Chroma is an open-source embedding database designed specifically for AI applications. Built on object storage and licensed under Apache 2.0, it provides fast, serverless, and scalable infrastructure for storing and querying vector embeddings alongside full-text, sparse vector, regex, and metadata search capabilities.
At its core, Chroma allows developers to store documents with their associated embeddings and query them by semantic similarity. The architecture uses intelligent data tiering — hot data lives in memory cache, warm data on SSD, and cold data in object storage (S3/GCS) — which makes it significantly cheaper than in-memory-only alternatives. According to the company, this approach can be up to 10x cheaper than legacy systems.

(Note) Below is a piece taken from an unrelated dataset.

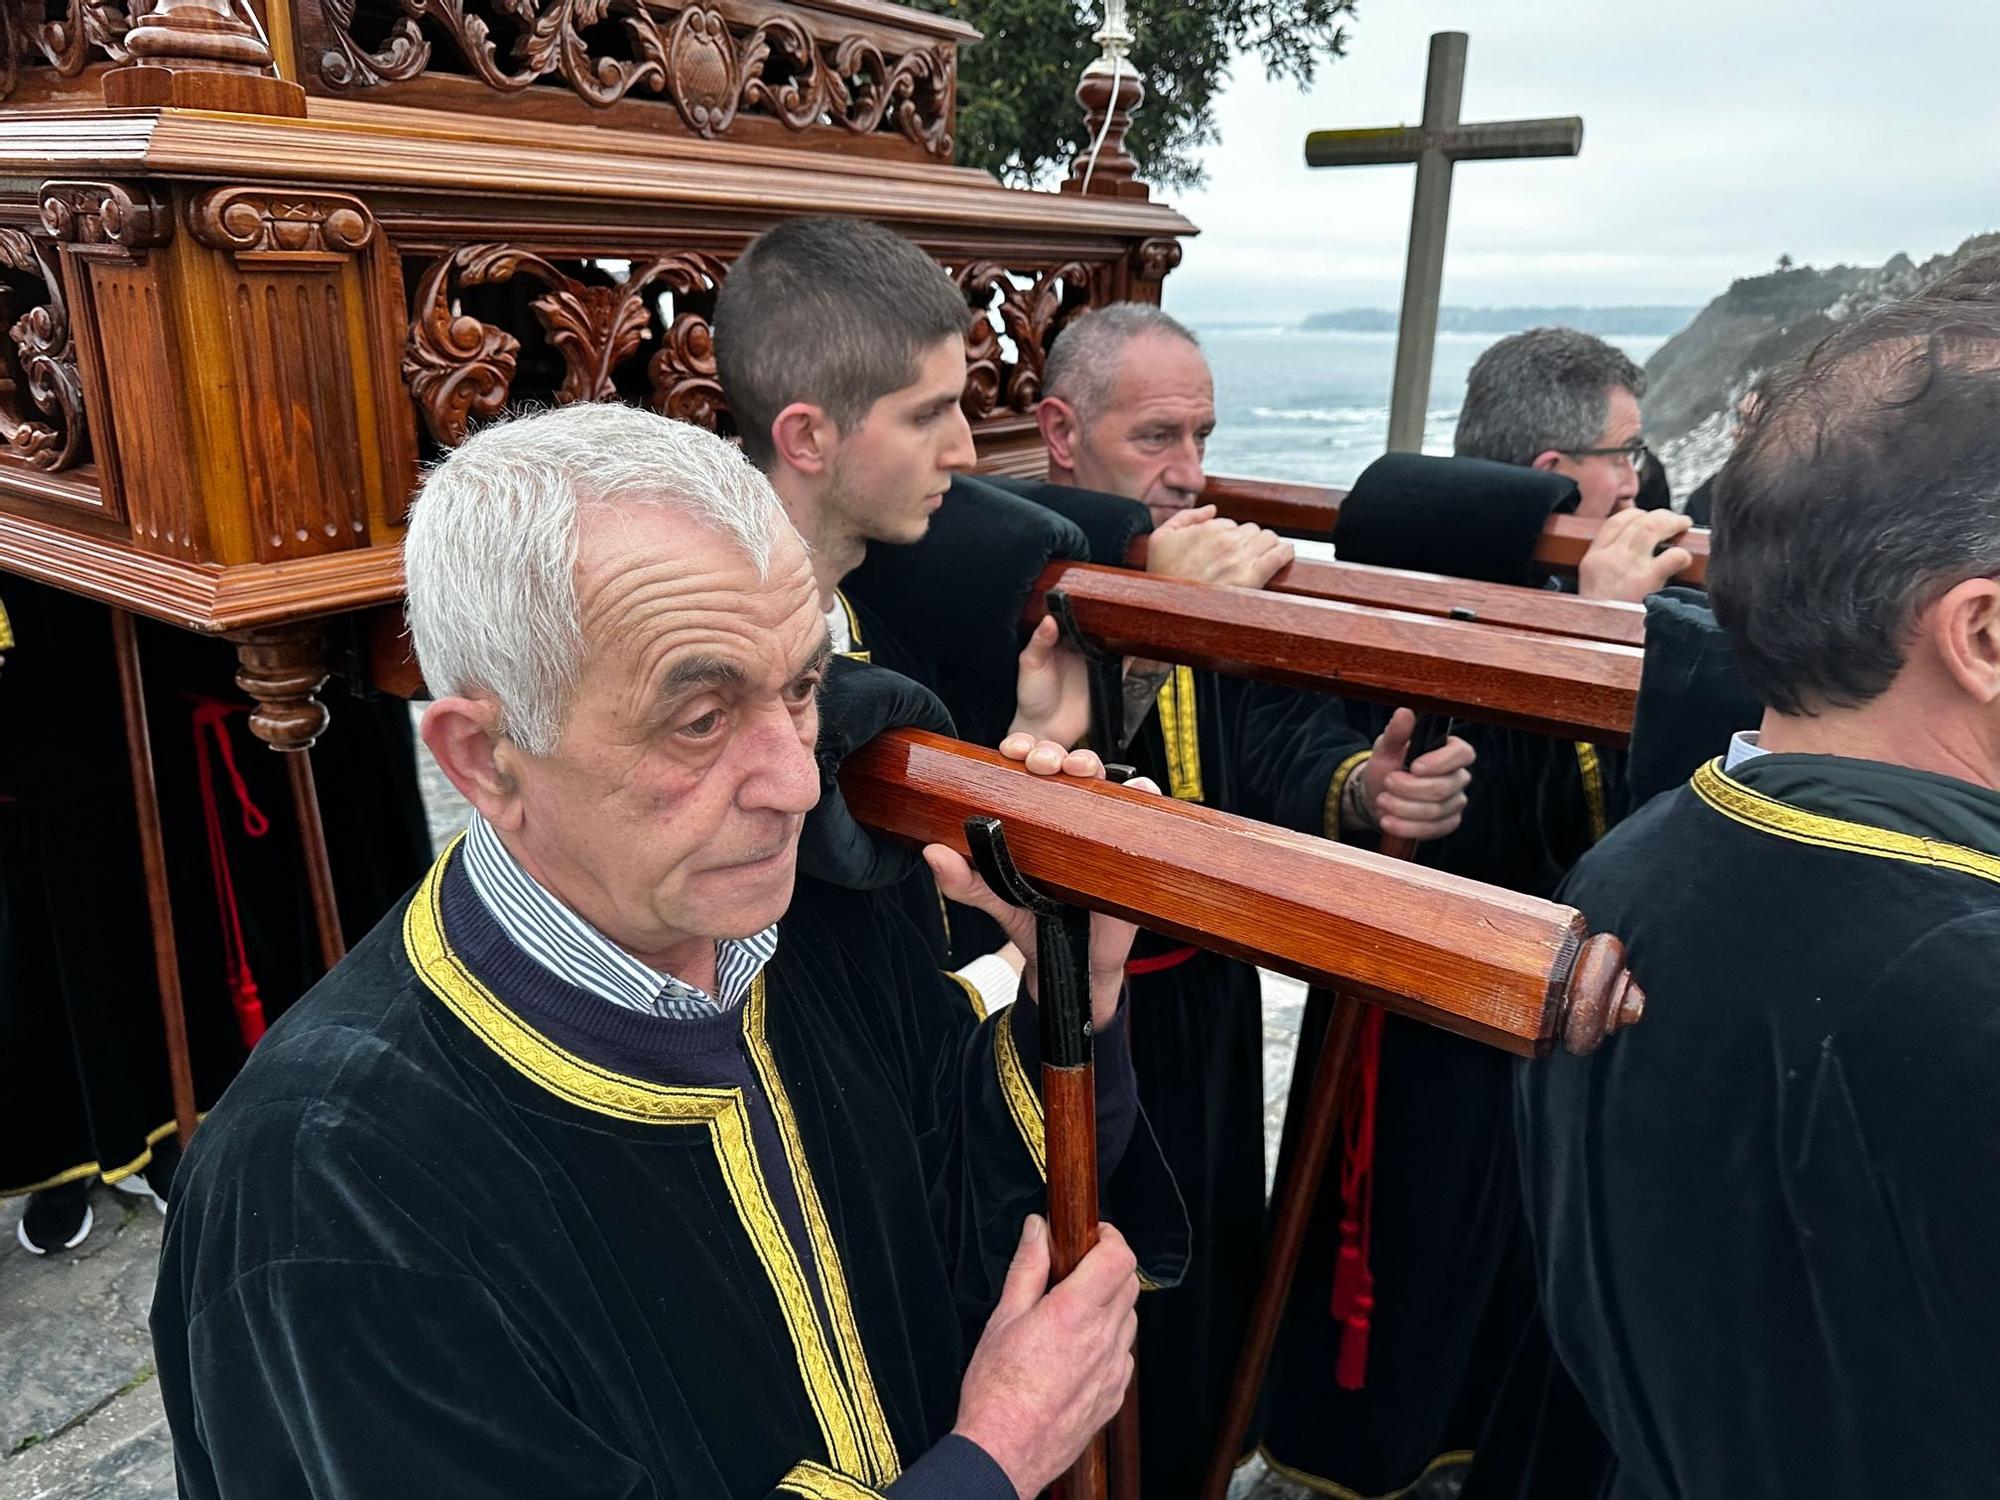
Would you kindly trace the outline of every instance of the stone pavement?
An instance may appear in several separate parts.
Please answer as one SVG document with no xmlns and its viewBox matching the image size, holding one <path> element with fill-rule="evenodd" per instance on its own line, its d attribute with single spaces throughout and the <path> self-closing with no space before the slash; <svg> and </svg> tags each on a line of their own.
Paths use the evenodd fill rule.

Chroma supports TypeScript, Python, and Rust clients, making it accessible across the most common AI development stacks. The Python SDK in particular makes it a natural fit for the data science and LLM ecosystem, where it integrates easily with frameworks like LangChain and LlamaIndex for building RAG (Retrieval-Augmented Generation) pipelines.
For developers getting started, Chroma can run locally in a single process — making it one of the easiest vector databases to prototype with. When ready for production, the managed cloud offering provides the same API with serverless scaling, SOC 2 Type II compliance, and no infrastructure management overhead. Enterprise customers get additional options: BYOC (Bring Your Own Cloud) deployment in their own VPC, multi-region replication, and point-in-time recovery.
Performance benchmarks published on the site show p50 query latency of 20ms (warm) and 650ms (cold) at 100k vectors with 384 dimensions. The system supports up to 1 million collections per database and 5 million records per collection, with write throughput of 30 MB/s and 90-100% recall.
Compared to alternatives like Pinecone, Weaviate, or Qdrant, Chroma differentiates itself on simplicity and cost. Pinecone is fully managed but proprietary and more expensive at scale. Weaviate and Qdrant are also open-source but carry more operational complexity. Chroma's object-storage-first architecture gives it a cost advantage for large-scale deployments, while its developer-focused API keeps the getting-started experience minimal. The tradeoff is that cold-start latency (650ms p50) is higher than purely memory-backed systems — a consideration for latency-sensitive production workloads.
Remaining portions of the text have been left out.